# STAC generation with extensions

Uncomment the following line to install eotdl if needed.

In [None]:
# !pip install eotdl

The main extension used by EOTDL for Q2 datasets is the ML-Dataset extension. It enhances the STAC metadata of a dataset including information such as data splits (train, validation, test), quality metrics, etc.

Let's see how to generate a Q2 dataset using the EOTDL library for the EuroSAT dataset. Q2 datasets are generated from Q1 datasets, datasets with STAC metadata. We already showed how to generate a Q1 dataset in the previous section.

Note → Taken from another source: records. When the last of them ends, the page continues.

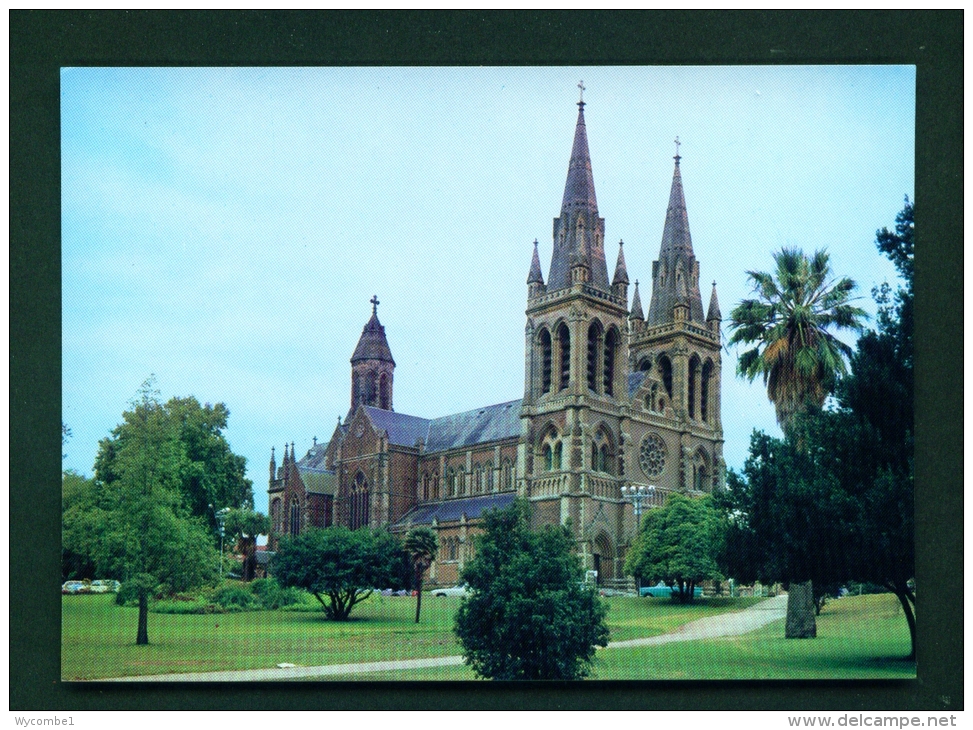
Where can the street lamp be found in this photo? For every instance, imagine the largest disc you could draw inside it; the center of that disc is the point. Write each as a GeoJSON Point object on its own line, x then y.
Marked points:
{"type": "Point", "coordinates": [635, 495]}
{"type": "Point", "coordinates": [220, 518]}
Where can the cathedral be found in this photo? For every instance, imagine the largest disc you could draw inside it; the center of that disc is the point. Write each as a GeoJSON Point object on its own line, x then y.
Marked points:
{"type": "Point", "coordinates": [613, 397]}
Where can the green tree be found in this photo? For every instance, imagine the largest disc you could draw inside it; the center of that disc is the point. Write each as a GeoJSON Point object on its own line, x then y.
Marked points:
{"type": "Point", "coordinates": [528, 615]}
{"type": "Point", "coordinates": [677, 544]}
{"type": "Point", "coordinates": [421, 545]}
{"type": "Point", "coordinates": [209, 473]}
{"type": "Point", "coordinates": [79, 495]}
{"type": "Point", "coordinates": [142, 531]}
{"type": "Point", "coordinates": [341, 567]}
{"type": "Point", "coordinates": [244, 525]}
{"type": "Point", "coordinates": [789, 327]}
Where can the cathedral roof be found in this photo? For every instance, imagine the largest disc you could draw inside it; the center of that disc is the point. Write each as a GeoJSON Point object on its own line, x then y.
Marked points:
{"type": "Point", "coordinates": [372, 345]}
{"type": "Point", "coordinates": [482, 425]}
{"type": "Point", "coordinates": [452, 510]}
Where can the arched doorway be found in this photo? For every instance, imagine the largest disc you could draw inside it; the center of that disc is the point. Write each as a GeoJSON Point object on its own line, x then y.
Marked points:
{"type": "Point", "coordinates": [604, 558]}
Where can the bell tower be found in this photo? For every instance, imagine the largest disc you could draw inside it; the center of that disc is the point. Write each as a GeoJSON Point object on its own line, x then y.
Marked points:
{"type": "Point", "coordinates": [372, 367]}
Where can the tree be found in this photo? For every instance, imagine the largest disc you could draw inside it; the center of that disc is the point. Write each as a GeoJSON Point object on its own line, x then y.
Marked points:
{"type": "Point", "coordinates": [789, 325]}
{"type": "Point", "coordinates": [677, 544]}
{"type": "Point", "coordinates": [421, 544]}
{"type": "Point", "coordinates": [210, 473]}
{"type": "Point", "coordinates": [528, 615]}
{"type": "Point", "coordinates": [244, 525]}
{"type": "Point", "coordinates": [141, 530]}
{"type": "Point", "coordinates": [341, 567]}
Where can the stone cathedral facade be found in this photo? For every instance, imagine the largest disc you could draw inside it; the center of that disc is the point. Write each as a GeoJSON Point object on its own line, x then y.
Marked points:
{"type": "Point", "coordinates": [613, 396]}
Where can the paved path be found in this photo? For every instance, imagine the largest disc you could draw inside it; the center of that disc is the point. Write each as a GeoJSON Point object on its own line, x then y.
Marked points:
{"type": "Point", "coordinates": [712, 627]}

The addition of the `ml-dataset` STAC extension to a STAC catalog is pretty straightforward, so it can be done with a simple function called `add_ml_extension`. Sounds easy, right? Let's see what we need.
- `catalog`: the path to the STAC catalog, or the pystac Catalog itself, we want to add the extension. In our case, `data/sentinel_2_stac/catalog.json`.
- `destination`: if we want we can define an output folder to save the catalog, but by default the function generates it in the same folder of the given catalog. In our case, `data/sentinel_2_q2`.
- `splits`: we should put is as `True` if we want to split the labels. By default is `False`, and the default values for the splits are `Train`, `Test` and `Validation` in a `80, 10, 10` proportion. In our case is `True`, and we are fine with the default proportions.
- `splits_collection_id`: the id of the collection we want to make the splits to. In our case, `labels`, which is the default option.
- `name`: the name of the dataset. In our case, `Q2 Dataset`, but feel free to customize it at your own.
- `tasks`: the tasks of the dataset. In our case, `[segmentation]`.
- `inputs_type`: the type of the dataset inputs. In our case, `[satellite imagery]`.
- `annotations_type`: the type of the annotations. In our case, `raster`.
- `version`: the version of our dataset. In our case, `0.1.0`.

Let's add the extension!

In [None]:
from eotdl.curation.stac.extensions import add_ml_extension

catalog = 'data/sentinel_2_stac/catalog.json'

add_ml_extension(
	catalog,
	destination='data/sentinel_2_q2',
	splits=True,
	splits_collection_id="labels",
	name='Q2 Dataset',
	tasks=['segmentation'],
	inputs_type=['satellite imagery'],
	annotations_type='raster',
	version='0.1.0'
)